On a Frobenius reciprocity theorem for locally compact groups. II (Q1074051)

Part I of the paper under consideration [ibid. 24, 539-555 (1984)] was reviewed in this journal (see Zbl 0579.43013). We refer to it for the notations used in this review. Let G be a locally compact unimodular group, and S a closed subgroup of G. Assume that there exists a compact subgroup K of G with \(G=SK\) (S\(\cap K\) non-necessarily trivial). Fix a topologically irreducible representation \(\pi\) of G on a locally convex Hausdorff topological vector space \({\mathcal H}\).

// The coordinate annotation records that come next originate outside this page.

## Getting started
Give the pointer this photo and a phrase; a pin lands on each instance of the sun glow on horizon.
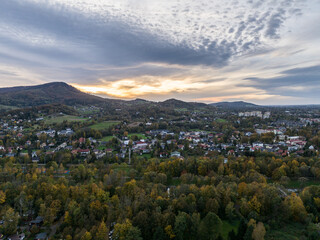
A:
(132, 88)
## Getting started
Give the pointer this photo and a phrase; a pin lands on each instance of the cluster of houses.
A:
(255, 114)
(206, 140)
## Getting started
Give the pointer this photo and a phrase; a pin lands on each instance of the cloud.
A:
(292, 82)
(188, 49)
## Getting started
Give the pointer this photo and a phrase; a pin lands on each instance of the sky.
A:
(260, 51)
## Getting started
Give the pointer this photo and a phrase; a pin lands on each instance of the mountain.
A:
(174, 103)
(237, 104)
(56, 92)
(62, 93)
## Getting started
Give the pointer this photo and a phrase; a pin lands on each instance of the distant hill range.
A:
(63, 93)
(237, 104)
(56, 92)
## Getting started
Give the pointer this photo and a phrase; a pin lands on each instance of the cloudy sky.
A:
(261, 51)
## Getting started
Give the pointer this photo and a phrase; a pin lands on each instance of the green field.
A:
(227, 227)
(60, 119)
(104, 125)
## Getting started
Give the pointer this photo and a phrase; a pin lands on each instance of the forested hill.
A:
(56, 92)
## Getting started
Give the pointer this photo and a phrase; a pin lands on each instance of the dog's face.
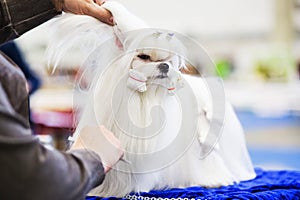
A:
(157, 65)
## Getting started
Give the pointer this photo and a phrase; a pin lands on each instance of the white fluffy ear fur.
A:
(224, 165)
(84, 33)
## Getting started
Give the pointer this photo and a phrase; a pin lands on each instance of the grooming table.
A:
(267, 185)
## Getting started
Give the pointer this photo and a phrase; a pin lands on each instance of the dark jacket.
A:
(19, 16)
(28, 170)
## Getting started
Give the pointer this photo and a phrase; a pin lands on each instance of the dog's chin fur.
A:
(129, 113)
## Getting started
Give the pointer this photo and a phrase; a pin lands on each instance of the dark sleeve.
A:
(28, 170)
(17, 17)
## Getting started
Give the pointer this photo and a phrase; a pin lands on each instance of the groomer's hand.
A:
(101, 141)
(86, 7)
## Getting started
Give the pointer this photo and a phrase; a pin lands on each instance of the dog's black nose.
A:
(163, 67)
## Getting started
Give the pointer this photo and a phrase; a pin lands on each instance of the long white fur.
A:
(228, 162)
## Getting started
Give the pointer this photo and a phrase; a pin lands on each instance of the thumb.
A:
(101, 13)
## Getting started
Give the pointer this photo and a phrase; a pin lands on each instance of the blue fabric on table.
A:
(267, 185)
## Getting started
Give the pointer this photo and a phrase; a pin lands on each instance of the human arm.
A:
(28, 170)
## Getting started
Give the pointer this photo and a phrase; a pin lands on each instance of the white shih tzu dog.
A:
(177, 129)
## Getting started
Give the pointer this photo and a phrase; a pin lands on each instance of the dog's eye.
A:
(144, 57)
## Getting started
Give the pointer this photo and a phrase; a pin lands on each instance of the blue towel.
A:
(267, 185)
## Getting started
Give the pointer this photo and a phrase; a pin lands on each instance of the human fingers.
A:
(99, 2)
(100, 13)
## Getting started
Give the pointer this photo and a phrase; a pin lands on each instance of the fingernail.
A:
(111, 20)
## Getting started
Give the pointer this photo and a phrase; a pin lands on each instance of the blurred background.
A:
(255, 45)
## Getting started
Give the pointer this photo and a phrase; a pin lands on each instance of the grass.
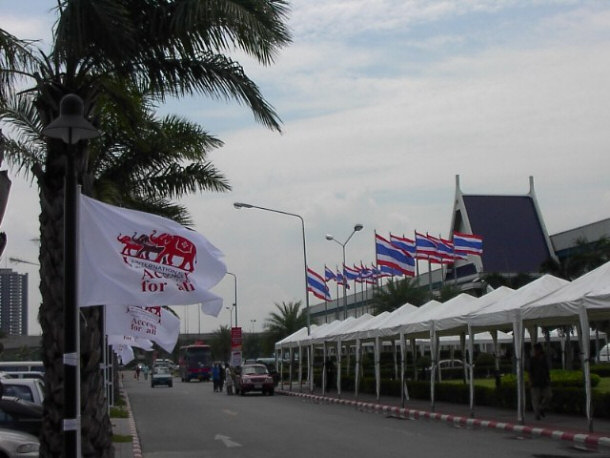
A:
(118, 412)
(122, 438)
(603, 387)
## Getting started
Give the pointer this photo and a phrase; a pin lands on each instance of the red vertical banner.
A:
(236, 341)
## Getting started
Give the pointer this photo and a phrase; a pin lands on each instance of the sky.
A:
(383, 103)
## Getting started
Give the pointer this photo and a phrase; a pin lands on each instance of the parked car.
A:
(20, 415)
(17, 444)
(28, 389)
(161, 375)
(270, 364)
(604, 354)
(254, 377)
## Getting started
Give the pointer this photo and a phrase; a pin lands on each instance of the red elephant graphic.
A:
(175, 246)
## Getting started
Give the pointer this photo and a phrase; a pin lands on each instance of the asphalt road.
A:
(190, 420)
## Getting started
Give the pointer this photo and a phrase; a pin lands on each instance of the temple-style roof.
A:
(515, 239)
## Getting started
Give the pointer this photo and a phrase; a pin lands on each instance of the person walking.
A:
(540, 382)
(216, 376)
(229, 380)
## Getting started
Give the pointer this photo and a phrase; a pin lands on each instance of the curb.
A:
(135, 439)
(587, 439)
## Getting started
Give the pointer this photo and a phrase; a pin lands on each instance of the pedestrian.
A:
(216, 376)
(221, 381)
(229, 380)
(540, 382)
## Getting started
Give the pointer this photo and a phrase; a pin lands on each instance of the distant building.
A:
(13, 302)
(515, 241)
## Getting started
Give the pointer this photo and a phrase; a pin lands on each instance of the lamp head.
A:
(71, 125)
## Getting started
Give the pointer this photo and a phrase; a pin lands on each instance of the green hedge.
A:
(566, 399)
(559, 378)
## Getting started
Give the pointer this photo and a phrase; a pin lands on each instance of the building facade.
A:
(13, 302)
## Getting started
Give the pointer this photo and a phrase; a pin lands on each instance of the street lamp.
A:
(71, 127)
(22, 261)
(239, 205)
(357, 228)
(234, 303)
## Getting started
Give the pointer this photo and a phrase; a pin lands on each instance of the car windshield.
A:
(254, 370)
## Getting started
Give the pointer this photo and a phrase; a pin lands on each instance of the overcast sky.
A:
(383, 103)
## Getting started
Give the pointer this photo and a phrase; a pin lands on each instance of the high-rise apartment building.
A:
(13, 302)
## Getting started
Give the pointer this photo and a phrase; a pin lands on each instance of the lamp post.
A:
(239, 205)
(357, 228)
(71, 127)
(235, 296)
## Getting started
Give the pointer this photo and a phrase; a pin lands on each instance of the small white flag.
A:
(153, 323)
(124, 352)
(144, 344)
(131, 257)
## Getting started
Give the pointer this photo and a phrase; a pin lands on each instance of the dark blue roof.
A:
(513, 238)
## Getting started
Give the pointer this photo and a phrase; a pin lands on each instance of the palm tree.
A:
(396, 293)
(111, 54)
(288, 319)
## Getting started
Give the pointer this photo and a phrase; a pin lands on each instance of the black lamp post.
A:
(357, 228)
(71, 127)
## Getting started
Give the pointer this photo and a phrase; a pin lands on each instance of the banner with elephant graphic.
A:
(128, 257)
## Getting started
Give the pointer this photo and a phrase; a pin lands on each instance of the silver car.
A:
(17, 444)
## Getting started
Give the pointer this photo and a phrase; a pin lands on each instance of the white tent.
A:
(573, 303)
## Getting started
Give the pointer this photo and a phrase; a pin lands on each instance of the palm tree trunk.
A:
(96, 430)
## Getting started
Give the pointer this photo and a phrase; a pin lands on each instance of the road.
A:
(190, 420)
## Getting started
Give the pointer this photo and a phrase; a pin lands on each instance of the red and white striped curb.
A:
(135, 440)
(588, 439)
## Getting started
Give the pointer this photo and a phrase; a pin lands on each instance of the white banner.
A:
(131, 257)
(152, 323)
(144, 344)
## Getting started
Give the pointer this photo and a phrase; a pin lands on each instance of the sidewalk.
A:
(563, 427)
(126, 427)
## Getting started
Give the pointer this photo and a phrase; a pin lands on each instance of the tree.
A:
(112, 54)
(288, 319)
(396, 293)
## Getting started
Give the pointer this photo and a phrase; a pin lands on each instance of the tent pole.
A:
(585, 344)
(339, 368)
(471, 368)
(357, 370)
(377, 368)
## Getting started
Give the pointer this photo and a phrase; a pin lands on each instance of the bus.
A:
(195, 362)
(21, 366)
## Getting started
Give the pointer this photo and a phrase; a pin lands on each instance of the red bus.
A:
(195, 362)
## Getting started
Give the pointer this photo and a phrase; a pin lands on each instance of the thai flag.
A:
(444, 251)
(351, 274)
(425, 247)
(329, 274)
(341, 280)
(393, 257)
(404, 244)
(387, 271)
(317, 286)
(468, 244)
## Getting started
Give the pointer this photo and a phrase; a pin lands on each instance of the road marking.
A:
(227, 441)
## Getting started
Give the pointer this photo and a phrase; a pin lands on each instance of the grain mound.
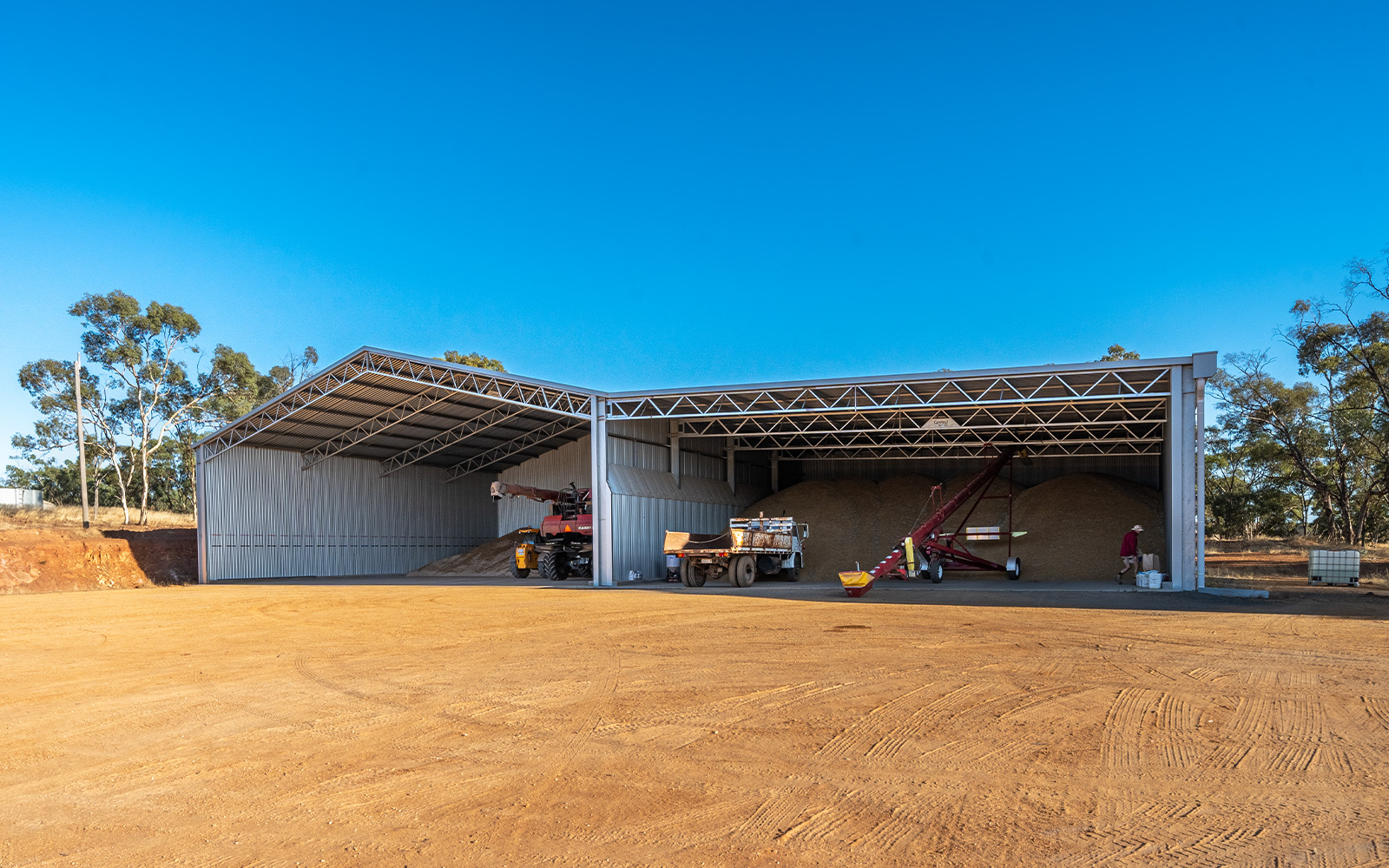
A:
(490, 559)
(851, 520)
(992, 510)
(1076, 524)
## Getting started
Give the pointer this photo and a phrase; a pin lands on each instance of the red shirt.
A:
(1129, 546)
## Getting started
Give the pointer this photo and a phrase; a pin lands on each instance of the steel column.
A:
(602, 496)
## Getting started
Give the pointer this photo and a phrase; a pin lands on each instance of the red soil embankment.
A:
(36, 560)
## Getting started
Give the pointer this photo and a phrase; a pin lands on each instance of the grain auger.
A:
(928, 550)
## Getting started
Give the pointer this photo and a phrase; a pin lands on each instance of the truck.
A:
(750, 548)
(563, 545)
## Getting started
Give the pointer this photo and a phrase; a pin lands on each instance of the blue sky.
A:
(643, 194)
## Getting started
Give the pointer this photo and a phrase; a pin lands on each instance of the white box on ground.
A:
(1333, 567)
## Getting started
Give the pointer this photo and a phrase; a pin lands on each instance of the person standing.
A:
(1129, 555)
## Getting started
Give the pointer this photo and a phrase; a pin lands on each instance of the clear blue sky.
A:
(645, 194)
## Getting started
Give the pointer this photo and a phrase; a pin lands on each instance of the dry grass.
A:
(71, 517)
(1292, 545)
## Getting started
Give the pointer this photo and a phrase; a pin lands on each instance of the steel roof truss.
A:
(411, 406)
(451, 437)
(1056, 386)
(506, 450)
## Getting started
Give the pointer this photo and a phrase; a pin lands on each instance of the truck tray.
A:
(678, 542)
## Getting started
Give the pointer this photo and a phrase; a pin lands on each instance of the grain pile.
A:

Assume that (\(\pi\),\({\mathcal H})\) contains an equivalence class \(\delta\in \hat K\) finitely many times. Let \(\rho\) be a continuous representation of S on a locally convex Hausdorff space H, with similar properties as (\(\pi\),\({\mathcal H})\). Let Ind \(\rho\) be the representation of G induced by \(\rho\). Call \({\mathcal H}^{\rho}\) the representation space of Ind \(\rho\). In part I the author has introduced the subspaces \({\mathcal H}_ 0\), \({\mathcal H}_ 0^{\rho}\) of \({\mathcal H}\), \({\mathcal H}^{\rho}\), respectively, which play a crucial role in the proof of the following reciprocity theorem: \[ Hom_{C_ c(S)}({\mathcal H}_ 0, H)\simeq Hom_{C_ c(G)}({\mathcal H}_ 0, {\mathcal H}_ 0^{\rho \quad}). \] Part II is concerned with the question whether the relation \[ Hom_{C_ c(S)}(H, {\mathcal H}_ 0)\simeq Hom_{C_ c(G)}({\mathcal H}_ 0^{\rho}, {\mathcal H}\quad_ 0) \] is true or not. H is supposed to be finite-dimensional now. In general there is no isomorphism. If S is unimodular then there is a natural embedding of the l.h.s. into the r.h.s. The author presents an example where this embedding is not an isomorphism.